Se c’è un Dio questo si manifesterà sempre come “altro”. L’inatteso. Mai uguale, mai prevedibile. Ogni qual volta lo rinchiudiamo in concetti, formule, liturgie irrigidite, cessa d’essere il Vivente mutandosi in un idolo: un dio piccolo, piccolo, usato per giustificare violenze o imporre pesi insostenibili.
Maria dunque sceglie l’ascolto, e vivere una sorta di rinuncia. E noi sappiamo che nella vita spirituale rinunciare non è perdere qualcosa ma poter ricevere tutto. Lo Spirito, che “soffia dove vuole”, potrà trovare dimora solo in chi non pretende e non sa, perché quando pensiamo di avere Dio in tasca, di sapere come agirà, cosa vorrà, come parlerà, l’abbiamo già perduto. Chi invece si dispone come Maria — silenziosa, attenta, disponibile, accogliente — può riconoscerlo anche dove nessuno lo immaginerebbe.
Ciò che ci salva non è ciò che ci assomiglia, ma ciò che ci sfida, perché la vera ricchezza è sempre nella diversità.

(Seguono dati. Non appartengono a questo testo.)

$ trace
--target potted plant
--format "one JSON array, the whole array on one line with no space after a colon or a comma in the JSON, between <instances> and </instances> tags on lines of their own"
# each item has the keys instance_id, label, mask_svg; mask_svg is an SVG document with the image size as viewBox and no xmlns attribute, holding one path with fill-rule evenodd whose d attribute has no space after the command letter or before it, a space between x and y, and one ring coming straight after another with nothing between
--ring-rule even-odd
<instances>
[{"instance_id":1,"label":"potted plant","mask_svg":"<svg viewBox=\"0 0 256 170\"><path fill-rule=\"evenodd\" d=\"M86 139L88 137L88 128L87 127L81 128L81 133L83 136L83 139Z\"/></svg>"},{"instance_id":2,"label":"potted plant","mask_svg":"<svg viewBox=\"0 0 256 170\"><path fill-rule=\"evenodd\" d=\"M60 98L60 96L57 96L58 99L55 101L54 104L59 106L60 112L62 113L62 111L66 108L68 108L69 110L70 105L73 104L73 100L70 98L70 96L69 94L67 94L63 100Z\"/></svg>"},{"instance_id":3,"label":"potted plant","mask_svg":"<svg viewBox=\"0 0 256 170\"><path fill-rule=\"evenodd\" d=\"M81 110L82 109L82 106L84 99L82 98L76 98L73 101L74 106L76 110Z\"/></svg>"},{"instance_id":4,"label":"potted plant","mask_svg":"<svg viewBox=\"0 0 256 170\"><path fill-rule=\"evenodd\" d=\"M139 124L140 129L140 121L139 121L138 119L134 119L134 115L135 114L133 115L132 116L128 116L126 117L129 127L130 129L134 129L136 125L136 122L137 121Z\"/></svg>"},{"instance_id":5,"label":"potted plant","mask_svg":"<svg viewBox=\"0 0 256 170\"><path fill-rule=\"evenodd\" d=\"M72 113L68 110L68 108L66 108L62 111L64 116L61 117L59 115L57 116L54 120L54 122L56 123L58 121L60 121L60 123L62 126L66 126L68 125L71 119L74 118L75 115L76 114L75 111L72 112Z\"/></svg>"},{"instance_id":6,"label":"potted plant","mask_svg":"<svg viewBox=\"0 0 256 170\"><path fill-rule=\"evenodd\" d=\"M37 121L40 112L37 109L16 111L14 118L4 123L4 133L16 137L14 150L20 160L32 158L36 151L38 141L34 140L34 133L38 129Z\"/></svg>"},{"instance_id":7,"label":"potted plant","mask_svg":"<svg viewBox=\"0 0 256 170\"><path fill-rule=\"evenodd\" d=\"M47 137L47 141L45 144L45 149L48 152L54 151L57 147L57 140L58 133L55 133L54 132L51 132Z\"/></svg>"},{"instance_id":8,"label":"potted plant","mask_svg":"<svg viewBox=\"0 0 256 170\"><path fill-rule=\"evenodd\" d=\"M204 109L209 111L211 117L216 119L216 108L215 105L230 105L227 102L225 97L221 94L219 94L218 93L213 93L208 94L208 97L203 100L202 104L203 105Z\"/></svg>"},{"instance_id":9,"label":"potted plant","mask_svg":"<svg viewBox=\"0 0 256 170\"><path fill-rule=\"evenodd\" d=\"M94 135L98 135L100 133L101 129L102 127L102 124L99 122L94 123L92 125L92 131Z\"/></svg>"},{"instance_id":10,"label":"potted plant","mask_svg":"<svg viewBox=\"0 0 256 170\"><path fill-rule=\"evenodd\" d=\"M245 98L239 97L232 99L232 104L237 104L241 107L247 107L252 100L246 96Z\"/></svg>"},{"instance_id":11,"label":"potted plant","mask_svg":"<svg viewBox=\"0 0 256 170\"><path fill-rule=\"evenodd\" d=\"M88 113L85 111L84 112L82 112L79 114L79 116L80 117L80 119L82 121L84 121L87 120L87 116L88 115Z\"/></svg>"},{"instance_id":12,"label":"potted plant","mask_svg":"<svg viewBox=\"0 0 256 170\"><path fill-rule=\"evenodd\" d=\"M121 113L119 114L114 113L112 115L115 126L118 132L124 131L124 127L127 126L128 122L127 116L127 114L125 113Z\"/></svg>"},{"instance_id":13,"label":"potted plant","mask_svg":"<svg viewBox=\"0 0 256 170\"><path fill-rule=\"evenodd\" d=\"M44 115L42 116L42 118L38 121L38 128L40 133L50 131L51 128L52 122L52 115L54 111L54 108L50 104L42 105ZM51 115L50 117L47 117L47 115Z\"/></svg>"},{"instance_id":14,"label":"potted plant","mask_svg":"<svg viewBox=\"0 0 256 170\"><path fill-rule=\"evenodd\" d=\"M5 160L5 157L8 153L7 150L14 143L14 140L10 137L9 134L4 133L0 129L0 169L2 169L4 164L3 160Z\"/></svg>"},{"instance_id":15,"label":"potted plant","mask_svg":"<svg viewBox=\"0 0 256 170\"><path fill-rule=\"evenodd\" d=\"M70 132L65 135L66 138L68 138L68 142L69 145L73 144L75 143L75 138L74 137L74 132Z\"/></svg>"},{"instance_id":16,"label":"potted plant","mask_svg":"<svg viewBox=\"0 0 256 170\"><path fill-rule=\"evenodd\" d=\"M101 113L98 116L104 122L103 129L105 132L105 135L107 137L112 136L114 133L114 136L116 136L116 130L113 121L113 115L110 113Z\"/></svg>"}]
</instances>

Ospitare l’altro dunque — come ha fatto Abramo, come ha fatto Maria con la Parola — significa riconoscere che Dio non ci appartiene. È sempre un Oltre. È sempre Altro. Mistero. E “Il mistero – si sa – non si risolve. Si abita.” (Abraham Heschel)
Va da sé che l’esempio di Maria qui non è un invito alla passività, ma all’essenziale. A liberarci da tutto ciò che ci distrae, per restare, finalmente, in ascolto.
E forse, in questo silenzio, Dio tornerà a parlarci. Ma non sarà mai come ce lo saremmo aspettato.